Umat Islam sangat berhati-hati dalam memilih dan membeli pangan dan produk lainnya yang diperdagangkan. Mereka tidak akan membeli barang atau produk lainnya yang diragukan kehalalannya. Masyarakat hanya mau mengkonsumsi dan menggunakan produk yang benar-benar halal dengan jaminan tanda halal/keterangan halal resmi yang diakui Pemerintah. Fenomena yang demikian pada satu segi menunjukkan adanya tingkat kesadaran terhadap pelaksanaan keyakinan menurut hukum Islam, dan pada segi yang lain mendorong timbulnya sensitivitas mereka ketika pangan dan produk lainnya bersentuhan dengan unsur keharaman atau kehalalannya.

Masalah halal dan haram bukan hanya merupakan isu yang sensitif di Indonesia, tetapi juga selalu mengusik keyakinan umat Islam di seluruh dunia. Umat Islam di seluruh dunia amat berkepentingan atas jaminan halal tidak saja terhadap produk makanan, minuman, dan produk lainnya namun juga terhadap proses produksi serta rekayasa genetik.

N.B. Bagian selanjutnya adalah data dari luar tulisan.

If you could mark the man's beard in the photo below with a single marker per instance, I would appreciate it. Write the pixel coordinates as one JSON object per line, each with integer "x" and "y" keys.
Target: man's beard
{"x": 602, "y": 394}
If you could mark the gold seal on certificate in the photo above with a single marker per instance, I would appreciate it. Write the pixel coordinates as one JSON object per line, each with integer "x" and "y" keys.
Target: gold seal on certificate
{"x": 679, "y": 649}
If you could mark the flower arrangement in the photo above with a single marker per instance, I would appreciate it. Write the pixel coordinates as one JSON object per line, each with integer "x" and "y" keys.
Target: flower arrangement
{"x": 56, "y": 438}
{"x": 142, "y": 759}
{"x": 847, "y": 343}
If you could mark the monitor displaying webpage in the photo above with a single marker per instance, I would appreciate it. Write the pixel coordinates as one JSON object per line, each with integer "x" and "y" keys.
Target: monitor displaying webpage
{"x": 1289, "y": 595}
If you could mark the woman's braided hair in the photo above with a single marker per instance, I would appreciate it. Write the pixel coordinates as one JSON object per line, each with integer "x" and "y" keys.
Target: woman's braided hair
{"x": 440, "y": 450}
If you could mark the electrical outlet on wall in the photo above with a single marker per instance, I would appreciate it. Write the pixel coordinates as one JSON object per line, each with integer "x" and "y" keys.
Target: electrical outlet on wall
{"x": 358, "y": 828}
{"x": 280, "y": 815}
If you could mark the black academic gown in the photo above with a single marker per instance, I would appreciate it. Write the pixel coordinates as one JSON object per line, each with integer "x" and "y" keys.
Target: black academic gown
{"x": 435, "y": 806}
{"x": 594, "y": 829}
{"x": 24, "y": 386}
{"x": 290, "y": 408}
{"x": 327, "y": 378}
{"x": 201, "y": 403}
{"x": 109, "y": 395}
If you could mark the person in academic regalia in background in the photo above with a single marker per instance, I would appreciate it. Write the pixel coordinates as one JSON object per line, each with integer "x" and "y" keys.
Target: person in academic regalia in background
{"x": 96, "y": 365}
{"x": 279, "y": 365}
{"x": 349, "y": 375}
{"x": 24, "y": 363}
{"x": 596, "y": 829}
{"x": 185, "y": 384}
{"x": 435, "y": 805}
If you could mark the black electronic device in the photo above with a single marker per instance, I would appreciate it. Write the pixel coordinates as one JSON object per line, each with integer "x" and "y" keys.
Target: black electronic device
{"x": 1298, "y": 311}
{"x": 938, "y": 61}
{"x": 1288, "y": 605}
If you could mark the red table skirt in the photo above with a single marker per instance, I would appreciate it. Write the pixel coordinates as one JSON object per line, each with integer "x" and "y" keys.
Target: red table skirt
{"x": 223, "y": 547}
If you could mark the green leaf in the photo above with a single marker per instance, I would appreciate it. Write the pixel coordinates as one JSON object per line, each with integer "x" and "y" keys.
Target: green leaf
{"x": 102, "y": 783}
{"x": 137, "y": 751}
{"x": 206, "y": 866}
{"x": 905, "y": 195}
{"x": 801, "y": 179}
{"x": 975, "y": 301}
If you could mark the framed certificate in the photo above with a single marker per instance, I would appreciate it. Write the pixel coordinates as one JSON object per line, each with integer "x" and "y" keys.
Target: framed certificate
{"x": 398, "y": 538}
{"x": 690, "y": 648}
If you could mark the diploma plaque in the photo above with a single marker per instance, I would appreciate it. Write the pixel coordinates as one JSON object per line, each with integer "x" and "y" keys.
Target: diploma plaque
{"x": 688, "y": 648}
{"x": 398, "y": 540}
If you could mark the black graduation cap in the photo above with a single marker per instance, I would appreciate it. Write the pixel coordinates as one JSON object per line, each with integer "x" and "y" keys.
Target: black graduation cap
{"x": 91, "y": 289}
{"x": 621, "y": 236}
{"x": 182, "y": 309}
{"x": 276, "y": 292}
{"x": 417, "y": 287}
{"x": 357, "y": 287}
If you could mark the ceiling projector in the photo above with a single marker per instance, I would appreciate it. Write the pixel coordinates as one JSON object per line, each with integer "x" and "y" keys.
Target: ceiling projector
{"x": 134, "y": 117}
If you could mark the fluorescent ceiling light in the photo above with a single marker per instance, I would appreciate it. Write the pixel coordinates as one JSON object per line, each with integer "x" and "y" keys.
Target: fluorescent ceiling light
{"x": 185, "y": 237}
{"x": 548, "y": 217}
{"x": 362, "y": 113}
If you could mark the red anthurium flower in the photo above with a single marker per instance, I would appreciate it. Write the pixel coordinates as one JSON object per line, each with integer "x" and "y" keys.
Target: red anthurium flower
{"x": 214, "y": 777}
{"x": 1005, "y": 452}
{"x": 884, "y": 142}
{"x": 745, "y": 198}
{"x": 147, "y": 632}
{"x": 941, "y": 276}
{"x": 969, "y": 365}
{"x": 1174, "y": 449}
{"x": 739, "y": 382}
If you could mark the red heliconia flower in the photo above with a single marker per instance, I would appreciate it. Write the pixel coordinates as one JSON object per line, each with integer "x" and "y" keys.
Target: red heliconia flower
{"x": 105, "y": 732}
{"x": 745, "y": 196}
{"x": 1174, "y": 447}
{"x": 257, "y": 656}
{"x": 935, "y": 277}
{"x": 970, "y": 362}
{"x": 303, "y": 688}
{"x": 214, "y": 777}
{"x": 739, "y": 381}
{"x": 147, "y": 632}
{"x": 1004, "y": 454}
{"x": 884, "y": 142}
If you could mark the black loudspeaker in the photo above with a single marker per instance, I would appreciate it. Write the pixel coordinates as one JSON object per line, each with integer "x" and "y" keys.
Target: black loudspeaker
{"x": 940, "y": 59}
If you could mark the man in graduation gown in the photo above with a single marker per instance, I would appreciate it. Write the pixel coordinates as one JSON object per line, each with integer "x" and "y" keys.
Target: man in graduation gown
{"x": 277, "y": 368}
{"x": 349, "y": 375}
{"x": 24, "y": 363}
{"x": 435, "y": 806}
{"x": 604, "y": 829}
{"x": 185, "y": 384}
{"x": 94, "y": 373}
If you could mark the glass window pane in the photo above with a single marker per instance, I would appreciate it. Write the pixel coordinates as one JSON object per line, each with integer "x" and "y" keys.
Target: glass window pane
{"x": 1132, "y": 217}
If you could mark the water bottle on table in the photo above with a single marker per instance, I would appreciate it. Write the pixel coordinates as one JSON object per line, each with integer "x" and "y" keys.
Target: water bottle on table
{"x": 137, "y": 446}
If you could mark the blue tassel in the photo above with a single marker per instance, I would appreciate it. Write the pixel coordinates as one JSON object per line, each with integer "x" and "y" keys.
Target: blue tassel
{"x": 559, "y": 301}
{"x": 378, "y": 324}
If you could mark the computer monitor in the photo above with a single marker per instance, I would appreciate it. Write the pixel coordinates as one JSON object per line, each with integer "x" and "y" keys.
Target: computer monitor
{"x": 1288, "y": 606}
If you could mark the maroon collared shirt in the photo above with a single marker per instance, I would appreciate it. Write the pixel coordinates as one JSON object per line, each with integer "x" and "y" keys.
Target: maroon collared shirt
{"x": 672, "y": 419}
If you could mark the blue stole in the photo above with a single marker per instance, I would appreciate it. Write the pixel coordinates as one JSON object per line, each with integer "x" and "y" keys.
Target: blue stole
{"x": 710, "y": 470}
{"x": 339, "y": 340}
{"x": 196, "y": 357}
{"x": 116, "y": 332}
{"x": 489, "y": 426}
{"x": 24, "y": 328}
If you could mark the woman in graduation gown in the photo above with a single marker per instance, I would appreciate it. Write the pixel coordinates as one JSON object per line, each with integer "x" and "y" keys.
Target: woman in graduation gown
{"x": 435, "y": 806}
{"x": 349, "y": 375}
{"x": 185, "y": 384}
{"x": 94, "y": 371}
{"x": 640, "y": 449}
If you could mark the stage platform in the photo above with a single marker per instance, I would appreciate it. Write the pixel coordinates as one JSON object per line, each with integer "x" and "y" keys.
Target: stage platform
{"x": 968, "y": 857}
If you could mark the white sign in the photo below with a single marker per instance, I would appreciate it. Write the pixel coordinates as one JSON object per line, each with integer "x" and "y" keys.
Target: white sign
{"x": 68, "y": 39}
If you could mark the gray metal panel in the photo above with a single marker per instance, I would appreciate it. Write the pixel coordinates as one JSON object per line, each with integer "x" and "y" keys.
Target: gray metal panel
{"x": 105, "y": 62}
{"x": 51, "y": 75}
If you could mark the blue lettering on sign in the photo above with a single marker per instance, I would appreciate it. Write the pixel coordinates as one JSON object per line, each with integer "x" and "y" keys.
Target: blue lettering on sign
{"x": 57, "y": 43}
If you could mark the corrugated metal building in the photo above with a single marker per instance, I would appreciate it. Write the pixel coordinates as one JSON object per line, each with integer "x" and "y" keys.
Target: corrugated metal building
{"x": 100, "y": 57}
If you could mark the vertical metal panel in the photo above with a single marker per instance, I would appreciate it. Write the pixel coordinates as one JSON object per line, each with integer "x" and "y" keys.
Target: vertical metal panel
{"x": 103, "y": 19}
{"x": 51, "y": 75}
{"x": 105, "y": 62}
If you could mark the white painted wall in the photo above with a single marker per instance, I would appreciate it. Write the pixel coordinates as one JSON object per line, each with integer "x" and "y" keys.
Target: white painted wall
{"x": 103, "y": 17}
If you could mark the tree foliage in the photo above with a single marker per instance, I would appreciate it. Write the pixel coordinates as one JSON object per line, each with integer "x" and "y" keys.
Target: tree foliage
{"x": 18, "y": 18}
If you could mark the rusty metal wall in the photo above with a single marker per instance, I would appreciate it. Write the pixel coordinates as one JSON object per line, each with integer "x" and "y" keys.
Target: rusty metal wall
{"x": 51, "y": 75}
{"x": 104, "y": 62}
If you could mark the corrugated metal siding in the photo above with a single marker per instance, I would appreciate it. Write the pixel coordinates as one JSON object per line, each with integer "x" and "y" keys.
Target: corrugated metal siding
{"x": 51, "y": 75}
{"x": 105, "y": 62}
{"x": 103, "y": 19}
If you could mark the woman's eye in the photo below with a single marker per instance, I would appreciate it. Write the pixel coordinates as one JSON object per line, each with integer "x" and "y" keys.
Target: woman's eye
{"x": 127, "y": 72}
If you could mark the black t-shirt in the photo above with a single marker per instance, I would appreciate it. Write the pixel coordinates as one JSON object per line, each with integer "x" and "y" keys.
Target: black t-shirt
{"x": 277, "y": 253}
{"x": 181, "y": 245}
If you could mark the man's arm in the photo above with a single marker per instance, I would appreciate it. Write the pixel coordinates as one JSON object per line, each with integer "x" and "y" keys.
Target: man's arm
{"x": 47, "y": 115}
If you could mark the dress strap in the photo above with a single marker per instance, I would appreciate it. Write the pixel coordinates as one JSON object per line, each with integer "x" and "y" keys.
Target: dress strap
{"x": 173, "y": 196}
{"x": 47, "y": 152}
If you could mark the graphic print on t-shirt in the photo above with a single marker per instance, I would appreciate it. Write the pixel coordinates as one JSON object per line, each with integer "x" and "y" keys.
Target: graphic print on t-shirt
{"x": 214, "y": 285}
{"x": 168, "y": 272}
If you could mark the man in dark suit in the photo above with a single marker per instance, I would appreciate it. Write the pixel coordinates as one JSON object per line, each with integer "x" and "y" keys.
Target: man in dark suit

Terhadap produk dan rekayasa genetik dimaksud dibutuhkan respons normatif dari negara guna memenuhi kebutuhan hak konstitusional warga negara yang dijamin oleh UUD 1945 dan norma filosofis negara, Pancasila.

Sertifikasi dan penandaan kehalalan baru menjangkau sebagian kecil produsen di Indonesia. Data Badan Pengawasan Obat dan Makanan (BPOM) Indonesia pada tahun 2005 menunjukkan bahwa tidak lebih dari 2.000 produk yang telah meminta pencantuman tanda halal. Data dari Majelis Ulama Indonesia (MUI) menunjukkan bahwa permohonan sertifikasi halal selama 11 tahun terakhir tidak lebih 8.000 produk dari 870 produsen di Indonesia.

Dengan semakin berkembangnya ilmu pengetahuan dan teknologi, bahan pangan diolah melalui berbagai teknik pengolahan dan metode pengolahan baru dengan memanfaatkan kemajuan teknologi sehingga menjadi produk yang siap dilempar untuk dikonsumsi masyarakat di seluruh dunia. Sebagian besar produk industri pangan dan teknologi pangan dunia tidak menerapkan sistem sertifikasi halal.

Indonesia dalam menghadapi perdagangan bebas tingkat regional, internasional dan global, dikhawatirkan sedang dibanjiri pangan dan produk lainnya yang mengandung atau terkontaminasi unsur haram. Dalam teknik pemrosesan, penyimpanan, penanganan, dan pengepakan acapkali digunakan bahan pengawet yang membahayakan kesehatan atau bahan tambahan yang mengandung unsur haram yang dilarang dalam agama Islam.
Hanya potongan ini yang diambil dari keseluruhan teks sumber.